Thanks for all the prayers folks, don't ever let anyone say there isn't power in prayer! Deuce showed up yesterday evening on a very nice family's back porch about 5 miles from the house. He was pretty banged up and hungry but they called my vet and I picked him up this morning. Turns out he has a broken tail bone but the Doc says it should heal up fine in 4-6 weeks. I'm just so happy to have him back!


----------



## Melissa (Nov 2, 2009)

southGAlefty said:


> Thanks for all the prayers folks, don't ever let anyone say there isn't power in prayer! Deuce showed up yesterday evening on a very nice family's back porch about 5 miles from the house. He was pretty banged up and hungry but they called my vet and I picked him up this morning. Turns out he has a broken tail bone but the Doc says it should heal up fine in 4-6 weeks. I'm just so happy to have him back!



Aww, how wonderful for you!  So happy to hear that.


----------



## Mackey (Nov 2, 2009)

Lefty, 
I'm sure to hear that. Prayer does work.


----------



## georgia357 (Nov 2, 2009)

Best news I've heard all day.  My dog took off after one in heat two weeks ago and he ain't come back yet.  I hope I have the same luck as you.


----------



## southGAlefty (Nov 2, 2009)

georgia_357 said:


> Best news I've heard all day.  My dog took off after one in heat two weeks ago and he ain't come back yet.  I hope I have the same luck as you.

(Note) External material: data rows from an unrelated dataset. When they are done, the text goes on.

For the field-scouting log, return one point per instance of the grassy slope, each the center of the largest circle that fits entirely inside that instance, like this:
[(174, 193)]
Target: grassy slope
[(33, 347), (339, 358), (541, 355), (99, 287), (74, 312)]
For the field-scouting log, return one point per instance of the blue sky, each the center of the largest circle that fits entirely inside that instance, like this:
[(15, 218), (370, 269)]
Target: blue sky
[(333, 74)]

I'll send up a few prayers for you, I now know first hand exactly what you're going through! I will tell you this though, I had a buddy of mine share a story with me about his dog doing the same thing yours has and it took him 3 weeks to finally come home but he did. He'll turn up, probably skinny as a rail and all tuckered out like a big buck after the rut but I've got faith he'll be back!


----------



## BRIAN1 (Nov 3, 2009)

Glad to hear it.

Brian1


----------



## chuckb7718 (Nov 3, 2009)

I rarely venture in here, but I saw your post and had to respond.





Good deal!
I'm glad you got your friend back!!!


----------



## STONEWALL0628 (Nov 16, 2009)

Prayer does work


----------